The AVERAGEIFS function is similar to the AVERAGEIF function, but it allows you to specify multiple criteria. This function takes the arguments (average_range, criteria_range1, criteria1, criteria_range2, criteria2, …) where average_range specifies the cell range you want to average, criteria_range specifies the cells containing the values you want to compare, and criteria is a value, expression, cell reference, or text defining the cells within average_range that you want to include. You can add up to 127 sets of criteria_range and criteria arguments. This function would be useful for finding the average sale prices of particular automobile models on an online auction site, where you limit the results to include specific features such as number of doors, transmission type, interior options, etc.

The MEDIAN, MODE.SNGL, MODE.MULT, MAX, MIN, and COUNT Functions

These functions all take the same arguments, essentially just a cell range or a list of numbers separated by commas, such as (number1, number2, …). They can accept up to 255 arguments and ignore text, error values, and logical values. Here’s a brief description of each:

MEDIAN Computes the median of a set of numbers. The median is the number in the middle of the set; that is, an equal number of values are higher and lower than the median. If the numbers specified include an even number of values, the value returned is the average of the two that lie in the middle of the set.
MODE.SNGL Determines which value occurs most frequently in a set of numbers. If no number occurs more than once, MODE.SNGL returns the #N/A error value.
MODE.MULT Determines which values occur most frequently in a set of numbers and returns a vertical array of them. You must select enough cells to contain the results before entering the formula as an array. For more information, see Using Arrays on page 512.
MAX Returns the largest value in a range.
MIN Returns the smallest value in a range.
COUNT Tells you how many cells in a given range contain numbers, including dates and formulas that evaluate to numbers.

The PERCENTRANK.INC and PERCENTRANK.EXC functions return a ranking for any item (aka member) of a data set as a percentage. The .INC (inclusive) form of this function includes the entire data set, and the .EXC (exclusive) form eliminates rankings of 0% and 100%. We used PERCENTRANK.INC to create the percentile ranking in column E in Figure 17-1. These functions are meant to replace the old PERCENTRANK function, which you can still use and is equivalent to the .INC form.

Note

You can find the SAT Scores.xlsx file with the other examples on the companion Web site.
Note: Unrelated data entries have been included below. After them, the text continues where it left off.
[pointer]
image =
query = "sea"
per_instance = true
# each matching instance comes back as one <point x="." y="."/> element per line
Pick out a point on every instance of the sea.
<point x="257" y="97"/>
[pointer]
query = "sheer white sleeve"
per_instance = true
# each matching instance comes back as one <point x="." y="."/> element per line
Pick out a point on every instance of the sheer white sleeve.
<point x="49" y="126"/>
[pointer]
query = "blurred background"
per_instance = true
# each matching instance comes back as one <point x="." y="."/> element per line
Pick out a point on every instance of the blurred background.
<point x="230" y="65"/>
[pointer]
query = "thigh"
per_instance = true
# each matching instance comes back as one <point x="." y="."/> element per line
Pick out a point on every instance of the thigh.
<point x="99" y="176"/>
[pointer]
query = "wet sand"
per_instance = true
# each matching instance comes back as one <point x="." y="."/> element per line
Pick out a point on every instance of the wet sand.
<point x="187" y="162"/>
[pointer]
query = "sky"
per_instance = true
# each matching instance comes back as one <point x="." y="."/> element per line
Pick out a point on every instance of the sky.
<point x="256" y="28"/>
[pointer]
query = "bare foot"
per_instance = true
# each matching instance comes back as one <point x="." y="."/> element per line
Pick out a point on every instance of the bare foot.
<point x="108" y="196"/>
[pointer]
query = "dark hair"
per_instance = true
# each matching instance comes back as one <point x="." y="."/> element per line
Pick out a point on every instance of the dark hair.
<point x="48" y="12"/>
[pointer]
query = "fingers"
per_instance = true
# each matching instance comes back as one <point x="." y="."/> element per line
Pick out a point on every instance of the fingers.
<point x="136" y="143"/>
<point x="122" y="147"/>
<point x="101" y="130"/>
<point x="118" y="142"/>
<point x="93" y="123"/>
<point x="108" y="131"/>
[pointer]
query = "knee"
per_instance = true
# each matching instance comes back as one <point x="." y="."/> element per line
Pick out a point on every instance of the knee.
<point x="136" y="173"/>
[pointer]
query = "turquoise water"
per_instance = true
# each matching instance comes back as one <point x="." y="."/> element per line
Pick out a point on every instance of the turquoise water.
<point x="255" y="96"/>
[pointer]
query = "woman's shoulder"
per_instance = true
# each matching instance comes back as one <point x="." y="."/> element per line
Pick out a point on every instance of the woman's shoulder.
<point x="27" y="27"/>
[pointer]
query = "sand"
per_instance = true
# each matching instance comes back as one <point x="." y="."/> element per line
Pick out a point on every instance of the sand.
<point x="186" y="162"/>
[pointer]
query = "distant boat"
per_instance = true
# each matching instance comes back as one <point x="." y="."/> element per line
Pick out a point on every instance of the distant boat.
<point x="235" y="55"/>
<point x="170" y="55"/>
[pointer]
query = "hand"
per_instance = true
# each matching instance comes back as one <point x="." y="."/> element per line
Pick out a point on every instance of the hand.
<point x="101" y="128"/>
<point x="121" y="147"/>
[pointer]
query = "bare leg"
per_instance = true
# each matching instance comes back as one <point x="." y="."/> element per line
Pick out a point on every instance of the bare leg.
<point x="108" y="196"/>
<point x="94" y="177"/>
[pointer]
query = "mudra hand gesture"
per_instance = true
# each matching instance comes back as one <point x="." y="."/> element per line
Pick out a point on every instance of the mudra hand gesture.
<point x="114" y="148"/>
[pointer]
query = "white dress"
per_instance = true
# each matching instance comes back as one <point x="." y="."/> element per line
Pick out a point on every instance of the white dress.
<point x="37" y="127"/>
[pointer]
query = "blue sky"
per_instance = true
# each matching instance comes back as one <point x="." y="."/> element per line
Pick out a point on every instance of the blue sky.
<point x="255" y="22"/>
Both forms of the PERCENTRANK function take the arguments (array, x, significance). The array argument specifies the input range (which is $D$2:$D$1001, in our example), and x specifies the value whose rank you want to obtain. The significance argument, which is optional, indicates the number of digits of precision you want; if this argument is omitted, results are rounded to three digits (0.xxx or xx.x%).

Figure 17-1. The PERCENTRANK.INC function determines where a value stands in a population.
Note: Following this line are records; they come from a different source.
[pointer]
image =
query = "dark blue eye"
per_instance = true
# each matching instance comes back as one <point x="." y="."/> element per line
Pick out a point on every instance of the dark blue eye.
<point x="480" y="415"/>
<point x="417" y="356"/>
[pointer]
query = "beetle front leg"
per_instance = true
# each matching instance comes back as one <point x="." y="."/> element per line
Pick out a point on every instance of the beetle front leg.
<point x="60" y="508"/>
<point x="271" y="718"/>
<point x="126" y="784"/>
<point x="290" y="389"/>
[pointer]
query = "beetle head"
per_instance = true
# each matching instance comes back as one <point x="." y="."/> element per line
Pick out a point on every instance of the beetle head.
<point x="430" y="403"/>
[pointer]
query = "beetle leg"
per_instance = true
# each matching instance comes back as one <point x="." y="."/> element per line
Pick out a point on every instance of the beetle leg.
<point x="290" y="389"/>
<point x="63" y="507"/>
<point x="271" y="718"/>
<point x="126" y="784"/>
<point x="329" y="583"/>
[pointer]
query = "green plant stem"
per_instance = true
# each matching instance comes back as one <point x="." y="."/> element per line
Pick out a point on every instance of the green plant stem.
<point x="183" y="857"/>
The PERCENTILE and QUARTILE Functions

You use the PERCENTILE.INC and PERCENTILE.EXC functions to find the member of a data set that stands at a specified percentile rank; they both take the arguments (array, k). The .INC (inclusive) form of this function includes the entire data set, and the .EXC (exclusive) form eliminates rankings of 0% and 100%. You must express the percentile k as a decimal fraction from 0 to 1. For example, to find out which score in the worksheet partially shown in Figure 17-1 represents the 86th percentile, you can use the formula =PERCENTILE.INC($D$2:$D$1001, 0.86).
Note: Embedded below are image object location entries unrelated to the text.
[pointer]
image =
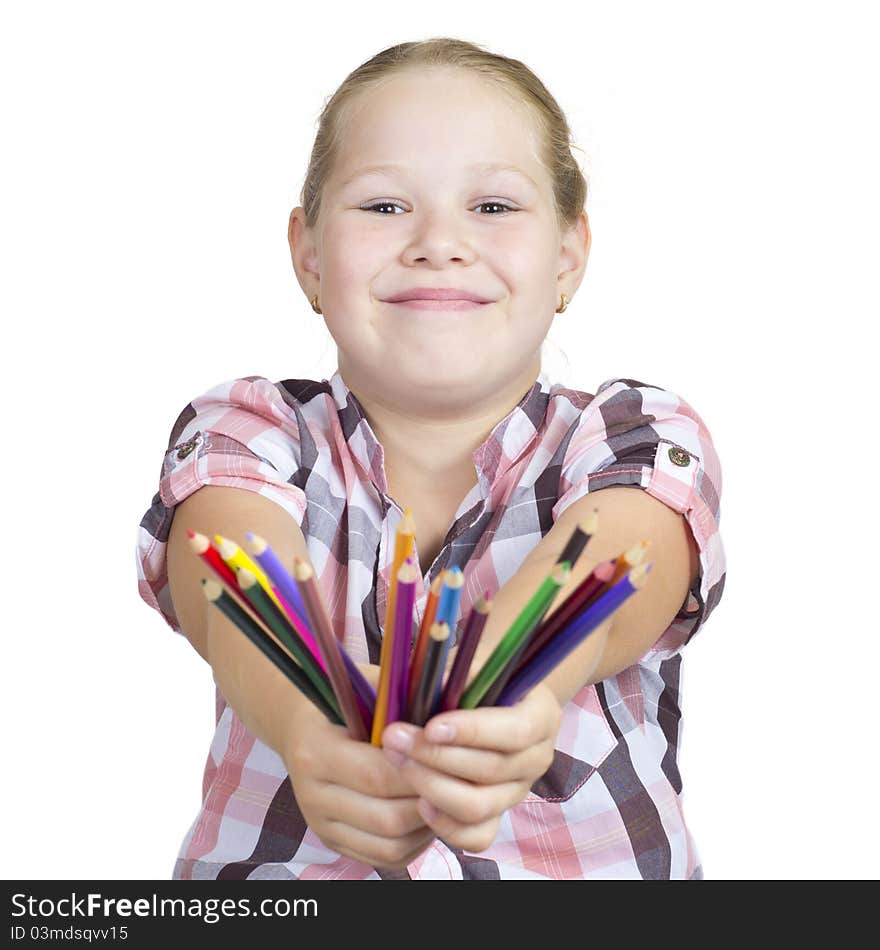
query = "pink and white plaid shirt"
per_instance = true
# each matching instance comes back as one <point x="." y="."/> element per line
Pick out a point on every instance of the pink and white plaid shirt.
<point x="610" y="805"/>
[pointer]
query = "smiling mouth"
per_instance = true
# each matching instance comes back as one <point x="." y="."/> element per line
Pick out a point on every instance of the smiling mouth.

The QUARTILE functions, which take the arguments (array, quart), work much like the PERCENTILE functions, except they return the values at the lowest, 25th, median, 75th, or highest percentile in the input set. The array argument specifies the input range. The quart argument specifies the value to be returned, as shown in Table 17-1.

Table 17-1. The Quart Argument

Quart	Returns
0	Lowest value
1	25th-percentile value
2	Median (50th-percentile) value
3	75th-percentile value
4	Highest value

Tip

INSIDE OUT Use MIN, MEDIAN, and MAX

QUARTILE is a powerful function, but if you don’t need the 25th or 75th percentile values, you will get faster results using other functions, particularly when working with large data sets. Use the MIN function instead of QUARTILE(array, 0), the MEDIAN function instead of QUARTILE(array, 2), and the MAX function instead of QUARTILE(array, 4).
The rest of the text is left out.